Dorian, desejoso da juventude eterna, faz um pacto para que ele permaneça mancebo e belo, enquanto a sua imagem na pintura, aos poucos, envelhece, deformada em rugas, sulcos, manchas e outras marcas da degeneração ao longo do tempo.

A genialidade do autor, Oscar Wilde, ao desfigurar a imagem, ressignifica o sentido da imutabilidade da pintura, um objeto analógico carcomido por várias deformações.

Era este o protocolo do pacto, no qual Dorian permaneceria eternamente formoso, contrastando o envelhecimento da pintura e a eterna juventude do retratado.

Assim, ao longo da trama, a imagem vai absorvendo os atos pecaminosos do retratado, enquanto ele goza do viço da beleza.

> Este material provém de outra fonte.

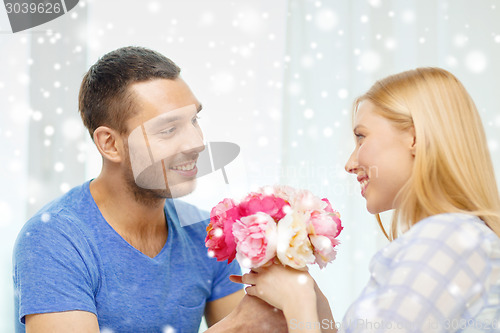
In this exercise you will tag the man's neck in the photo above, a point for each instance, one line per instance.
(142, 225)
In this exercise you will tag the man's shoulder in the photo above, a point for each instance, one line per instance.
(186, 214)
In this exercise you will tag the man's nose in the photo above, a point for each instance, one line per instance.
(193, 141)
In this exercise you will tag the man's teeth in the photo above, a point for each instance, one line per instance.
(185, 167)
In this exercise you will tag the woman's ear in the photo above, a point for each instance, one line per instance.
(413, 146)
(109, 143)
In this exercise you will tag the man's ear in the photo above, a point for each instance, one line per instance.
(109, 143)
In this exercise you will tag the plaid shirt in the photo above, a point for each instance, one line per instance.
(443, 275)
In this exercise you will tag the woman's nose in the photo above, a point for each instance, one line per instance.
(351, 164)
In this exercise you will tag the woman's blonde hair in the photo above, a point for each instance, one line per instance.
(452, 170)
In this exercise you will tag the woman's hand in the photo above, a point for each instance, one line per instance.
(278, 285)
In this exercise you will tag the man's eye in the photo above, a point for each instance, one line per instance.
(168, 131)
(359, 137)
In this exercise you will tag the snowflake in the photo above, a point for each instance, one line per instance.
(326, 20)
(476, 61)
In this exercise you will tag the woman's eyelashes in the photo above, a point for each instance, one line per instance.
(359, 137)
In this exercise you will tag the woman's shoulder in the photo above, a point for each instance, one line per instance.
(448, 224)
(461, 232)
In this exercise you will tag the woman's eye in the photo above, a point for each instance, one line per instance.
(359, 137)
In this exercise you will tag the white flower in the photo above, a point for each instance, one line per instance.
(294, 248)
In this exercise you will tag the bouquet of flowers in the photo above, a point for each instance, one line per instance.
(275, 221)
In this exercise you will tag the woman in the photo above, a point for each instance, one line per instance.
(420, 150)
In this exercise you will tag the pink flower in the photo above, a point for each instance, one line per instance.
(323, 229)
(255, 237)
(258, 202)
(220, 240)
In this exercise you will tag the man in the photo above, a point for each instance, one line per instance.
(110, 254)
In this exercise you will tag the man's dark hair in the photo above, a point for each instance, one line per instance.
(104, 98)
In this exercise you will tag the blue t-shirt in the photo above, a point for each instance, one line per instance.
(67, 257)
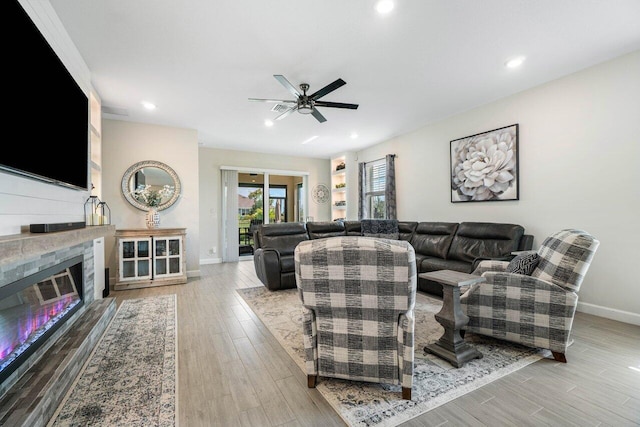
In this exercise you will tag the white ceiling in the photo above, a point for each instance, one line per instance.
(200, 60)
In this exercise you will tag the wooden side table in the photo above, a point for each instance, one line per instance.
(451, 346)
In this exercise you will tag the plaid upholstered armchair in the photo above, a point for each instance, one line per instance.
(358, 295)
(535, 310)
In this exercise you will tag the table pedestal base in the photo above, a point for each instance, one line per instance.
(451, 346)
(460, 354)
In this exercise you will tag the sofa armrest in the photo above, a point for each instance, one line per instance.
(267, 265)
(477, 261)
(489, 265)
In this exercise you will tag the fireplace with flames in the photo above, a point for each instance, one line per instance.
(34, 307)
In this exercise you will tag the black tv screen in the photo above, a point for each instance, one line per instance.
(47, 110)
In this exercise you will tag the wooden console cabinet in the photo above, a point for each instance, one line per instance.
(150, 257)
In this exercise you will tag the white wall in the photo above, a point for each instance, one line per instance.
(25, 201)
(579, 168)
(211, 201)
(125, 143)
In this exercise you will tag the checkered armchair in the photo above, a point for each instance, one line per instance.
(358, 296)
(535, 310)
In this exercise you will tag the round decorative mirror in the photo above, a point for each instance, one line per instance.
(150, 184)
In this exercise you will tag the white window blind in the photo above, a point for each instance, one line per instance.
(375, 181)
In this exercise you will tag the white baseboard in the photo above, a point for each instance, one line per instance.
(609, 313)
(193, 273)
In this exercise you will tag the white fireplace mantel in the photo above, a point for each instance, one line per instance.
(23, 246)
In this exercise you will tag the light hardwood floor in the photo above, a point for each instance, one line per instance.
(233, 372)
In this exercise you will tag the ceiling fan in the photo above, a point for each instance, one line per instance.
(306, 104)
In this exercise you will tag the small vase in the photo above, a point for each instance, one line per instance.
(153, 218)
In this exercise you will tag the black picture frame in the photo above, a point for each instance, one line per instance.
(484, 167)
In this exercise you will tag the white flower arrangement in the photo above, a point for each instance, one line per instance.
(151, 197)
(483, 166)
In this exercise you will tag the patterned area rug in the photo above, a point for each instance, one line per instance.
(130, 379)
(435, 381)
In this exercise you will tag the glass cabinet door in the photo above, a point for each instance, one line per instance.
(135, 259)
(167, 256)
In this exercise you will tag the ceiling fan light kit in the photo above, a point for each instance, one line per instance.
(305, 104)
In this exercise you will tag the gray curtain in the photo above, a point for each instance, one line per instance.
(362, 209)
(230, 240)
(390, 187)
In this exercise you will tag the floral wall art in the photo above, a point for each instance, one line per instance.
(484, 166)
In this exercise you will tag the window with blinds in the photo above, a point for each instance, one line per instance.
(375, 180)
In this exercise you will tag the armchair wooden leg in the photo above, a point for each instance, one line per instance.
(406, 393)
(311, 381)
(560, 357)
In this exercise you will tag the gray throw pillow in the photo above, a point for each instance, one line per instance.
(524, 264)
(383, 228)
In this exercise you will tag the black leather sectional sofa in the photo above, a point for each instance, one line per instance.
(438, 246)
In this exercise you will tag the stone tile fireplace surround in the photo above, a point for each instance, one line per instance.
(31, 394)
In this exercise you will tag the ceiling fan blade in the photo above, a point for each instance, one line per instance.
(286, 113)
(284, 82)
(336, 105)
(315, 113)
(328, 88)
(277, 101)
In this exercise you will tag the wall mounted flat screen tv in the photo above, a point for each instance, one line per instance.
(47, 109)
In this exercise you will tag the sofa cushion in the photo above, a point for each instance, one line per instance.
(287, 264)
(433, 238)
(283, 237)
(320, 230)
(385, 228)
(406, 229)
(484, 239)
(352, 228)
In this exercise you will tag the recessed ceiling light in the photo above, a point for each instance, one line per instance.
(384, 6)
(514, 62)
(308, 140)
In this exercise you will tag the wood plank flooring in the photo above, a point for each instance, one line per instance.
(233, 372)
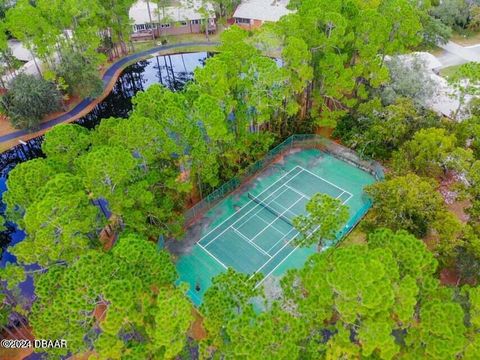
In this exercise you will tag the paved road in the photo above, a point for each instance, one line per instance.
(455, 54)
(107, 78)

Gozo esse atormentado por vários episódios trágicos. Um deles, a morte súbita da sua grande paixão, uma atriz de teatro suburbano, prometida em casamento.

A obra é atravessada por diálogos extraordinariamente construídos em uma ousada crítica à aristocracia da sociedade britânica na Era Vitoriana.

O recurso da ironia refinada marca o estilo da escrita, ferina e saborosa, exaltando a hipocrisia, o cinismo, a ambição, a indiferença e outros tantos valores morais decadentes dos ingleses podres de ricos.

A estética que marca o texto em melopeias e a fanopeias é bem perceptível na tradução de José Eduardo Ribeiro Moretzsohn.

O enredo segue com várias peripécias, aumentando ao extremo a tensão entre Dorian Gray e a sua pintura em monstruosa deformação.